やがて、鋼が鍛え上がり、冷却水に浸けられる。
ジュッという音と共に立ち上る水蒸気が晴れた後、そこに現れたのは、夜の闇をそのまま封じ込めたかのような、美しく、そして明らかに異様な魔力を放つ一振りの短剣だった。
大親方が、おそるおそるその短剣を手に取り、近くにあった鉄床(かなとこ)を軽く突く。

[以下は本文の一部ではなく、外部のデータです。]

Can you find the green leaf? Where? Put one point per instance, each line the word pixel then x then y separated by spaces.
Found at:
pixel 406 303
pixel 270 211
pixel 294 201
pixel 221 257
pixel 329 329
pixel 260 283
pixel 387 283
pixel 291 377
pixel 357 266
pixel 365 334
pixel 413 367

すると、ほとんど力を入れていないにもかかわらず、短剣の刃は、まるで豆腐を切るかのように、分厚い鉄床をスッパリと切り裂いてしまった。
「「「な……!?」」」
その場にいた全てのドワーフが、絶句した。
失敗作のクズ鉄が、国宝級の魔剣へと生まれ変わったのだ。
大親方は、しばらく短剣とエリーナの顔を交互に見ていたが、やがて、その厳格な顔をくしゃくしゃにすると、ニカッと笑った。
「……小娘。お主、名はなんという」
「エリーナ・シフォンヌです!」
「エリーナ! 気に入った! 今夜は宴会じゃ! 我らの技術とお主の知恵、どちらが上か、飲み比べながらとことん語り明かそうぞ!」
その言葉を皮切りに、工房は「おおおお!」という歓声に包まれた。
エリーナ・シフォンヌは、この日、ドワーフの国で最も頑固な職人たちの心を、その圧倒的な才能で、完全に掴み取ったのだった。